Pourquoi retourner à l’université dans ces situations d’impasse collective ? Dans ces moments de vide institutionnel, l’université dispose de l’autorité morale et des moyens matériels de convoquer ses meilleurs spécialistes pour parler des questions de société. Elle détient aussi l’autorité institutionnelle pour instituer le cadre de la discussion et convoquer les chercheurs des différentes disciplines. Aucune autre institution ne saurait la remplacer dans cette tâche. Elle contribue à élaborer l’ensemble des connaissances que les acteurs doivent posséder pour faire fonctionner la société. Elle se présente comme une sphère neutre où des connaissances qui émergent portent le sceau de la vérité. Elle produit un savoir que les acteurs des autres sphères peuvent adopter dans l’immédiat ou pour préparer le futur. À partir des débats d’idées, les chercheurs proposent un cadre global qui ouvre à chacun la possibilité de savoir comment organiser son secteur.

Pour montrer l’aspect pratique de la réponse, les acteurs voulant accompagner la transition devraient commencer par préparer les forces vives du pays à mieux connaître les problèmes de la société en organisant une conférence des intellectuels haïtiens sur la crise haïtienne. Cette conférence doit aider à faire surgir une meilleure compréhension de la crise, une concertation des acteurs haïtiens sur la réponse à lui proposer et suggérer une cohérence des actions qui devront être entreprises dans les différents domaines de la vie sociale.
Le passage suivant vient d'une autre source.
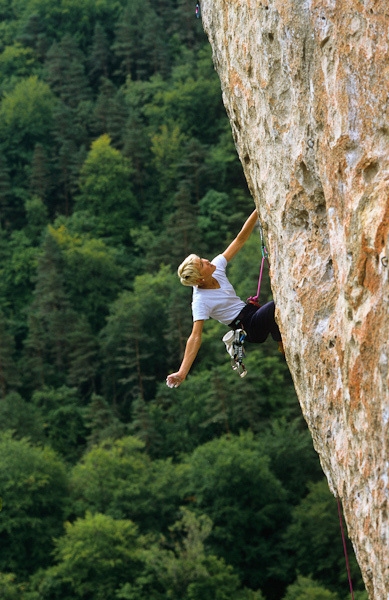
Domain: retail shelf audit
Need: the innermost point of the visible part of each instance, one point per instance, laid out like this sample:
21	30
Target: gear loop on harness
234	340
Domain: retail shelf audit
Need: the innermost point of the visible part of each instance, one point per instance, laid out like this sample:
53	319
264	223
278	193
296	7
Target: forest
116	161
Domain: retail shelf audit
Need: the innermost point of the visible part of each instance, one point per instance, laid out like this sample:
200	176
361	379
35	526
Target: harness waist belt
246	311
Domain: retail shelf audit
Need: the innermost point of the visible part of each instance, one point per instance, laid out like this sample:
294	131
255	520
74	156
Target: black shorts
258	323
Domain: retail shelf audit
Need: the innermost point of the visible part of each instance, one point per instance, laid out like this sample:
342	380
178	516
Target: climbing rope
265	258
345	548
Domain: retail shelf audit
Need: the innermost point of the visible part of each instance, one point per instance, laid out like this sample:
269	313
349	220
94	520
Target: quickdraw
234	341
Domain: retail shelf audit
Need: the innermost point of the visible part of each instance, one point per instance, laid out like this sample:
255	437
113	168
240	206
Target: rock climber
214	297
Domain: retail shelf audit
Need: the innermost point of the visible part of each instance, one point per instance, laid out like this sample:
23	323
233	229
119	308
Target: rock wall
306	88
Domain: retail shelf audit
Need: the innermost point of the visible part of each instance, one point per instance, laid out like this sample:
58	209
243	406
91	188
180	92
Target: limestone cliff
306	87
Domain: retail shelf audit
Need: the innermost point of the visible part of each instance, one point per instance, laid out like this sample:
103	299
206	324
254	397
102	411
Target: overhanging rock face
306	88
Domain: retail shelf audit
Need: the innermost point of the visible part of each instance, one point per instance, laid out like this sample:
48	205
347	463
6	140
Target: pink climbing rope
345	549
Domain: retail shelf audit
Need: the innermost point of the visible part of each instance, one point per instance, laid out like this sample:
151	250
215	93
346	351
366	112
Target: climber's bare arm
242	236
192	347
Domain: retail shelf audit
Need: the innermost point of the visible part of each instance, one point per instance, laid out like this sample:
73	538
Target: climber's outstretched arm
192	347
242	236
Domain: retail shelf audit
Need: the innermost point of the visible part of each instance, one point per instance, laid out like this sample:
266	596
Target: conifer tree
99	58
9	377
5	194
66	71
50	321
40	180
83	357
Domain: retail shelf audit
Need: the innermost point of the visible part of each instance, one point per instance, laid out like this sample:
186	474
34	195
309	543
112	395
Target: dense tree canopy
116	161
Cette cohérence des actions devra faciliter l’adoption d’une discipline de l’ensemble des acteurs. Toutefois les acteurs doivent construire une autre forme d’organisation de l’État.

Il nous faut imaginer une nouvelle organisation institutionnelle de l’État haïtien. L’université s’organise en une sphère autonome qui dispose des moyens financiers pour produire des connaissances sur les aspects sociaux et la base matérielle de la société. Les savants peuvent rester dans leur sphère sans avoir le besoin de s’engager dans la politique active. Les universités forment les jeunes qui appliquent les connaissances apprises. Les dirigeants ainsi que les militants politiques auront alors accès aux connaissances à partir desquelles ils pourront formuler leurs projets de société et négocier leurs politiques avec les forces en présence. La connaissance vient avant le dirigeant qui ne bafouille pas ses politiques. C’est le seul moyen de construire une société autonome. Dans le cas contraire, les acteurs haïtiens perdront l’autonomie qu’ils ont cru obtenir pour organiser la transition. Si cette proposition est rejetée, chaque individu viendra dire son mot, les revendications fuseront de toutes parts sans se courber à une discipline d’ensemble.